Conventions for Assigning Variants

[048] For purposes of the present invention, the mature polypeptide disclosed in SEQ ID NO: 2 is used to determine the corresponding amino acid residue in another cutinase. The amino acid sequence of another cutinase is aligned with the mature polypeptide disclosed in SEQ ID NO: 2, and, based on the alignment, the amino acid position number corresponding to any amino acid residue in the mature polypeptide disclosed in SEQ ID NO: 2 is determined using the Needleman-Wunsch algorithm (Needleman and Wunsch, 1970, J. Mol. Biol. 48: 443-453) as implemented in the Needle program of the EMBOSS package (EMBOSS: The European Molecular Biology Open Software Suite, Rice et al ., 2000, Trends Genet. 16: 276277), preferably version 5.0.0 or later. The parameters used are open gap penalty of 10, gap extension penalty of 0.5, and the EBLOSUM62 replacement matrix (EMBOSS version of BLOSUM62).

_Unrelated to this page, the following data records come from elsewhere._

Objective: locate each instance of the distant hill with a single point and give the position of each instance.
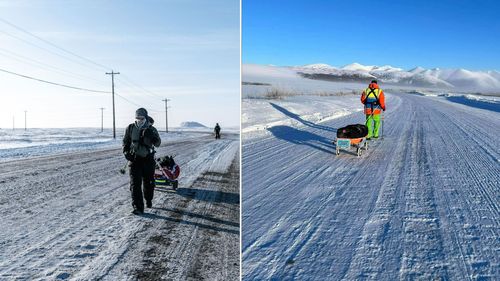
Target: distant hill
(459, 79)
(192, 124)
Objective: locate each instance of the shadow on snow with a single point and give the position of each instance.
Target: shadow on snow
(301, 137)
(298, 118)
(492, 106)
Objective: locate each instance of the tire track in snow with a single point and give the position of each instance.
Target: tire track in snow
(87, 225)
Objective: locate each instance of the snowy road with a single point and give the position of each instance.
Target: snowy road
(422, 204)
(68, 217)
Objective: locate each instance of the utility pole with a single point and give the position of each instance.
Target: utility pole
(166, 113)
(102, 119)
(113, 94)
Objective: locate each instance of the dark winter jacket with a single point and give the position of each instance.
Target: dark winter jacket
(140, 141)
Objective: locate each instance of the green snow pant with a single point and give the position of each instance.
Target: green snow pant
(373, 128)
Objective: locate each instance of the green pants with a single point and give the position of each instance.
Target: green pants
(373, 128)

[049] The identification of the corresponding amino acid residue in another cutinase can be determined by an alignment of multiple polypeptide sequences using various computer programs including, but not limited to, MUSCLE (multiple sequence comparison by log expectation; version 3.5 or later; Edgar, 2004, Nucleic Acids Research 32: 1792-1797), MAFFT (version 6.857 or later; Katoh and Kuma, 2002, Nucleic Acids Research 30: 30593066; Katoh et al., 2005, Nucleic Acids Research 33: 511-518; Katoh and Toh, 2007, Bioinformatics 23: 372-374; Katoh et al., 2009, Methods in Molecular Biology 537: 39-64; Katoh and Toh, 2010, Bioinformatics 26: 1899-1900), and EMBOSS EMMA employing ClustalW ( 1.83 or later; Thompson et al., 1994, Nucleic Acids Research 22: 4673-4680), using their respective defining parameters.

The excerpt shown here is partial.